Want more? The full recap starts right below!Boy, they are not kidding with that "Due to violent content, viewer discretion is advised" warning at the top of the show. Because that caption barely faded to black by the time we’re treated to a few seconds of a very bloody, very wounded Ressler being tended to by a weary-looking Reddington with a very sharp-looking knife. How did we arrive at this rather sorry state of affairs? Let’s flash back to 13 hours earlier at a Bavarian beer hall, where it seems we could have started this episode in the first place without any hiccup in the narrative. Red is having a few comically over-sized steins of beer with some of his criminal chums to celebrate some lucrative caper that happened off camera.
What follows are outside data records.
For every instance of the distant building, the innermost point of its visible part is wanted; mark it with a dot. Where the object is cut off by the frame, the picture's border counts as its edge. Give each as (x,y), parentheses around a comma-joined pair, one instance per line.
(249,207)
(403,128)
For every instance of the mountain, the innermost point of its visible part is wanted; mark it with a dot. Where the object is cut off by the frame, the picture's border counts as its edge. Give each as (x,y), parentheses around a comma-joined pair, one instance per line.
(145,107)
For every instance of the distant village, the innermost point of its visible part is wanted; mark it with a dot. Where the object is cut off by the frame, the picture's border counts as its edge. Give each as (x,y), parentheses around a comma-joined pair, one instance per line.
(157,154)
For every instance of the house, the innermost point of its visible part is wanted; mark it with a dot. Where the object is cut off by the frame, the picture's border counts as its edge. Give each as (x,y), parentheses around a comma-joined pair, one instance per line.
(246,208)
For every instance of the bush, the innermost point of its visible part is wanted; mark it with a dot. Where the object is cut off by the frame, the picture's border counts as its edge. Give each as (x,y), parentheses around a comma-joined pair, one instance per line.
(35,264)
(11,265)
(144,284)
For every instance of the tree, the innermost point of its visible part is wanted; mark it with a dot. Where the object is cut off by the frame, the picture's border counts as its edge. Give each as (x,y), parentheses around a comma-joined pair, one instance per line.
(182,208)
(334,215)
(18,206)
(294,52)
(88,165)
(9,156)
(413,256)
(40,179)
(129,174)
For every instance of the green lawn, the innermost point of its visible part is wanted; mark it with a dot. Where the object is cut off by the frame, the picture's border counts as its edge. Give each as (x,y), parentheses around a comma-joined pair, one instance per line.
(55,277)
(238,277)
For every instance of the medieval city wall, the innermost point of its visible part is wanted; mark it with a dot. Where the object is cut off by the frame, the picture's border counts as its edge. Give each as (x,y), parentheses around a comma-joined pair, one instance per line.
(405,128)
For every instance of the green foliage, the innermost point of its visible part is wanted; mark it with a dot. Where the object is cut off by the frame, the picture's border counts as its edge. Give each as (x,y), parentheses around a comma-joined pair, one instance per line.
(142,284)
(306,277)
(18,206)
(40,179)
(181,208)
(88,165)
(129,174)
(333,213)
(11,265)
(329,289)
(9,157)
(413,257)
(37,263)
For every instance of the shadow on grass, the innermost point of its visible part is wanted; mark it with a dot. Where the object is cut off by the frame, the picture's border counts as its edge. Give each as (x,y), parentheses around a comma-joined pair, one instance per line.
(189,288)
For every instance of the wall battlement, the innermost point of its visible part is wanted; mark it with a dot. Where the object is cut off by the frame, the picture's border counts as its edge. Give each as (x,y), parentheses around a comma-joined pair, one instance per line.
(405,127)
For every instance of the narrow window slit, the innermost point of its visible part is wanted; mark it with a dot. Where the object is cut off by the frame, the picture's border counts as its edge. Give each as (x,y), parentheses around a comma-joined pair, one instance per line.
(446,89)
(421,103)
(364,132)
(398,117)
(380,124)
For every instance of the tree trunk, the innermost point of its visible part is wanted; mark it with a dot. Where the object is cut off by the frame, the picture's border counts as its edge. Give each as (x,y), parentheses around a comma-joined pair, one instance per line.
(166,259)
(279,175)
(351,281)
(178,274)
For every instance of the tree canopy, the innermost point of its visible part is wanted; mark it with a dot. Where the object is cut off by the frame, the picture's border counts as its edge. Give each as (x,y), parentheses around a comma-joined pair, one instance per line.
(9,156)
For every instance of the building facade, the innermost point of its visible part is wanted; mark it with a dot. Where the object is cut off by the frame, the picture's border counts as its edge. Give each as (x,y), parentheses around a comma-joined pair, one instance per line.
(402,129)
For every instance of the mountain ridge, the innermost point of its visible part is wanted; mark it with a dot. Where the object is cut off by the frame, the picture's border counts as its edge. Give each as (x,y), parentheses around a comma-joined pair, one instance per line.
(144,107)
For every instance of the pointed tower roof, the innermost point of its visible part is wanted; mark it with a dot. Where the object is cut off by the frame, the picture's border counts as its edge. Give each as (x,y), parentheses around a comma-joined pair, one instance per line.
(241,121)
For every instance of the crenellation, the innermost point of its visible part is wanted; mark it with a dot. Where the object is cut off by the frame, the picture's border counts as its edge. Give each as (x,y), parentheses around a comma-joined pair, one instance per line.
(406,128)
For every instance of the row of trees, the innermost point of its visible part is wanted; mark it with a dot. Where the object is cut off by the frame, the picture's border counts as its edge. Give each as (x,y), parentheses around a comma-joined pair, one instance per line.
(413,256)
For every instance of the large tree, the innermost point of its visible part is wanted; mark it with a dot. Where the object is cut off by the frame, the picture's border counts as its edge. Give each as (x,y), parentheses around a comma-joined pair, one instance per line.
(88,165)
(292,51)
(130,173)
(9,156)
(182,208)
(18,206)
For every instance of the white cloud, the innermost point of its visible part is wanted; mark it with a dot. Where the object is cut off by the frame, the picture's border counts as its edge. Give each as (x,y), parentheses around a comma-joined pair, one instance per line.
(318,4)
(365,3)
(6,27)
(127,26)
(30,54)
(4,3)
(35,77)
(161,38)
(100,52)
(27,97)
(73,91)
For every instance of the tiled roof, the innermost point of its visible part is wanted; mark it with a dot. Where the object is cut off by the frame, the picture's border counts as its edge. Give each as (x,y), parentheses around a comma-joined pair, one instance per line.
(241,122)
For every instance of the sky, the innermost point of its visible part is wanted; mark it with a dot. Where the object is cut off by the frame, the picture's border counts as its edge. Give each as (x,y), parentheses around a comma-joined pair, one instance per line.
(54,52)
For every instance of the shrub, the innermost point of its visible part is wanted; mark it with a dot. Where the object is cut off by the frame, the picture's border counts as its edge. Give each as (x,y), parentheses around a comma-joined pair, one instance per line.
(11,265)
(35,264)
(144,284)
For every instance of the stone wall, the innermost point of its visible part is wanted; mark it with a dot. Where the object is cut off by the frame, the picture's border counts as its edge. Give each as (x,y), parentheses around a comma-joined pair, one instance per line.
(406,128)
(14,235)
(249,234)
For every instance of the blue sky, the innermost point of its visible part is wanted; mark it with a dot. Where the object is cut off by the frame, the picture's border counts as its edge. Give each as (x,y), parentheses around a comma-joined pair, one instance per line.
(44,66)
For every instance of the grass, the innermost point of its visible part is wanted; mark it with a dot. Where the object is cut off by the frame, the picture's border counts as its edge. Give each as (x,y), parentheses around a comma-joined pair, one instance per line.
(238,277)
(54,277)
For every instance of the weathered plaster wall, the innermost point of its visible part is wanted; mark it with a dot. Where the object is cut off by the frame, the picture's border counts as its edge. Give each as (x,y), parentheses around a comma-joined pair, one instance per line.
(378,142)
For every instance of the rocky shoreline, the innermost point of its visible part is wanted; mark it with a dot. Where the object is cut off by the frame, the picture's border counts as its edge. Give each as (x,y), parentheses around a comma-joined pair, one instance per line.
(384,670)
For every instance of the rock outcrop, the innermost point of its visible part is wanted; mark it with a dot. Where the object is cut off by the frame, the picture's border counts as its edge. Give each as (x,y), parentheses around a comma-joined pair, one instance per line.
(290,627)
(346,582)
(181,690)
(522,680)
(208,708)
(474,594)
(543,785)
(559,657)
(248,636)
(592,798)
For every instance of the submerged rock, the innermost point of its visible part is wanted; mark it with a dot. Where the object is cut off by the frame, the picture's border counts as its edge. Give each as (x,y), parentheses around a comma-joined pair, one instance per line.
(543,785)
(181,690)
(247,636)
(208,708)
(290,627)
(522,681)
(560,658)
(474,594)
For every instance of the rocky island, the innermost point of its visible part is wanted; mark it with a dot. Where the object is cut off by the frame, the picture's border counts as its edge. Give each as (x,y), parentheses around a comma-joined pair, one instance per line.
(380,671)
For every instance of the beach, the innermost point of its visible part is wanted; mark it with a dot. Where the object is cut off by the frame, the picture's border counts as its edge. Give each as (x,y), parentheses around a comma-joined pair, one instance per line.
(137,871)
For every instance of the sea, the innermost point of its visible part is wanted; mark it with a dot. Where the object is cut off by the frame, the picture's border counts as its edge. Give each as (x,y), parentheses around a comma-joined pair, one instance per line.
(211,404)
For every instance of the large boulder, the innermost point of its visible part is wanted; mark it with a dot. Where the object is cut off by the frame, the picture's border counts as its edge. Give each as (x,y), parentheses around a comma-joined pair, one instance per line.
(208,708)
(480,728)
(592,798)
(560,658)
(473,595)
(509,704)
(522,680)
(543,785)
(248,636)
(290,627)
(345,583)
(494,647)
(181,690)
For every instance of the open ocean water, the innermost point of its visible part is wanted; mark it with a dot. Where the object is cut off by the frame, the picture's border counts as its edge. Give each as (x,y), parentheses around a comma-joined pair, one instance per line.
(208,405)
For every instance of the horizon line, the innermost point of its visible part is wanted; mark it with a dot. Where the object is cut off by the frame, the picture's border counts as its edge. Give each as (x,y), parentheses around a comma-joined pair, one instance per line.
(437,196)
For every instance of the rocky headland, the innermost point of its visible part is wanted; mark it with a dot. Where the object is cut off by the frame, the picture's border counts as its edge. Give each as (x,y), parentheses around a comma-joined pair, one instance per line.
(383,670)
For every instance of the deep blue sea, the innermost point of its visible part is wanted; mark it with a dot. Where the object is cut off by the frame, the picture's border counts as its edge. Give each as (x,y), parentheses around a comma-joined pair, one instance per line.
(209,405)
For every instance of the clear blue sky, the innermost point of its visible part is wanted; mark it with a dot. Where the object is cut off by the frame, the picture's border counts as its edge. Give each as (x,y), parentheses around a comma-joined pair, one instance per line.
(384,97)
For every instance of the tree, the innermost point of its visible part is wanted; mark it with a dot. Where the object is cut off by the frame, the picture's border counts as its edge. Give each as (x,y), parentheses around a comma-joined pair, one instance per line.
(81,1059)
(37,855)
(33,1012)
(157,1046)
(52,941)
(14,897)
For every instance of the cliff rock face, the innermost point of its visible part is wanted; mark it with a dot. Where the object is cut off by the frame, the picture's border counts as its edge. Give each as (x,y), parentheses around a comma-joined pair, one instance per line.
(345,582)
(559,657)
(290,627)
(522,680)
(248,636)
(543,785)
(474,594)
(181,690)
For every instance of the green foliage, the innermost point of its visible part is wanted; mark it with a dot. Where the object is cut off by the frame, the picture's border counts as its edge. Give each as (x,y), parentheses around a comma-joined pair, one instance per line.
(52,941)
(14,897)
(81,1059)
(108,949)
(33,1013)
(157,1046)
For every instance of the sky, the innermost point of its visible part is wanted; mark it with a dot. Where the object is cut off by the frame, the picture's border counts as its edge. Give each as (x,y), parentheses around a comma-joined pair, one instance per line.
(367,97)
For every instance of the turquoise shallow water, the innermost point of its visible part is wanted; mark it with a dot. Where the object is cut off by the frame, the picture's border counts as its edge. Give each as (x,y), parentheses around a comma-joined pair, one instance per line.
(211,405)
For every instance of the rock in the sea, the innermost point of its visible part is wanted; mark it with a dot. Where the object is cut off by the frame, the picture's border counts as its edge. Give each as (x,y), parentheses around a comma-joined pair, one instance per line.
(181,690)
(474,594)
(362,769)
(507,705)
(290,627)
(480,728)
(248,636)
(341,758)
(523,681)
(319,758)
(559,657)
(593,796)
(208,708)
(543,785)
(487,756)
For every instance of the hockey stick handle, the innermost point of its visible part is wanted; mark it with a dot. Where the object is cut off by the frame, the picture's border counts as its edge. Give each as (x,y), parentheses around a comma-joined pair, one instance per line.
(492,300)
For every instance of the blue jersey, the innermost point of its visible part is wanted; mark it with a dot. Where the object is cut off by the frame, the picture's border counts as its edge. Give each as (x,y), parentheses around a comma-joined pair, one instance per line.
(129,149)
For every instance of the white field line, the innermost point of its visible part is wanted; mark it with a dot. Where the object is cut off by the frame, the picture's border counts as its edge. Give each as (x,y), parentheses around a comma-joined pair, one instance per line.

That’s when Ressler shows up -- the buzz kill. Reddington pretends like he’s a State Department mole being flown off to Bavaria as some sort of Crooked Employee of the Month award, just to keep his criminal pals from getting suspicious. But the real reason Ressler high-tailed it off to Germany is because Keen needs Reddington, or so Ressler says. Reddington wisely surmises that if this is actually the case, then whey isn’t Keen here herself? Because she’s been detained, Ressler responds. For what reason, Reddington demands. Sounds like a case of the bullshits to me.
And indeed, by "detained," Ressler apparently meant "still mourning her recently dead adoptive father" and going through boxes of his effects, which include a singed stuffed bunny. That, in turn, triggers a flashback to the fire that scarred Lizzie both literally and figuratively in her childhood, which we heard about ever so briefly in the pilot episode, but not so much since. Lizzie is many things right now, but detained isn’t one of them. She is wearing a robe that suggests she’s been cast as Yum Yum in a local theater group’s production of The Mikado, so maybe that will take her mind off her grief.
But Reddington doesn’t know any of this, and he’s flown back to the FBI’s Super Secret BlackOps Center where he and his henchman (Luli and Dembe, if you’re scoring along at home) are placed in protective custody. Instead of examining the kind of complicated trust issues that have created the need for a ruse like this to bring Reddington in from the cold, we’re instead treated to some FBI-provided exposition: there’s an imminent threat on Reddington’s life. Reddington scoffs that there’s always an imminent threat on his life. He’s not scoffing when he finds out who the would-be assassin is, though -- a fellow by the name of Anslo Garrick. But that’s only because Reddington has figured out what the FBI is too thick-headed to have worked out on its own. That the FBI’s information likely came from Garrick himself and that he fed it to the FBI precisely so that the usually hard-to-find Reddington can be easily tracked down to a predetermined location. Reddington explains this slowly, as if he’s talking to children, in large part because that’s about the cognitive capacity of the open-mouthed-breathing FBI agents he’s talking to. But it also allows us to cut away to an assault team methodically infiltrating the FBI’s BlackOps Center in the exact manner that Reddington describes.